Amsal 9-10
– Sepanjang kehidupan kita terus harus memilih, memilih cara hidup, cara berpikir, cara bersikap, cara bertindak, dan sebagainya. Ada 2 pilihan utama menurut penulis Amsal, yaitu berupaya menjadi orang yang berhikmat atau membiarkan diri menjadi orang bebal.
– Bagi yang memilih untuk menerima undangan hikmat, maka hidupnya akan diberkati sedangkan bagi yang lebih memilih undangan kebodohan akan menanggung sendiri segala akibatnya.
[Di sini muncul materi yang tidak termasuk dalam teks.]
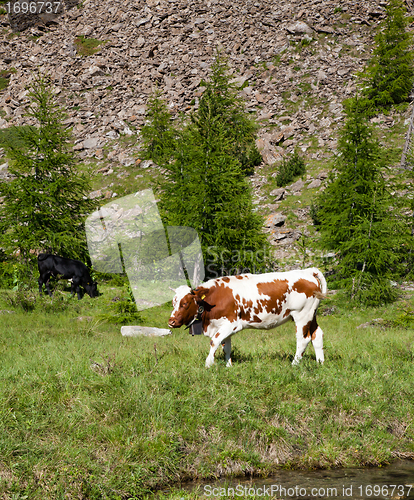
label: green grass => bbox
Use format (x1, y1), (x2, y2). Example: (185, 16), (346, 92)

Mana yang kita pilih akan sangat menentukan masa depan kita.
– Berhati-hatilah sebab kebodohan juga bisa membuat undangan yang tak kalah menariknya. Buatlah pilihan yang tepat dengan hanya memilih undangan Sang Hikmat dan menolak undangan kebodohan.
– Hikmat ilahi untuk membedakan hikmat dunia hanya bisa kita peroleh apabila kita memiliki sikap hati yang takut akan Tuhan (9:10).
– Penulis Amsal menegaskan pentingnya mengajarkan kebijaksanaan kepada anak, supaya tidak mendatangkan kedukaan bagi orang tuanya. Juga bagaimana mengelola harta yang Tuhan percayakan kepada kita, serta pentingnya mengutamakan kebenaran & kerajinan untuk mengelolanya. Juga relasi kita dengan sesama, di mana penulis Amsal menegaskan pentingnya menjaga hati & perkataan dalam perbuatan.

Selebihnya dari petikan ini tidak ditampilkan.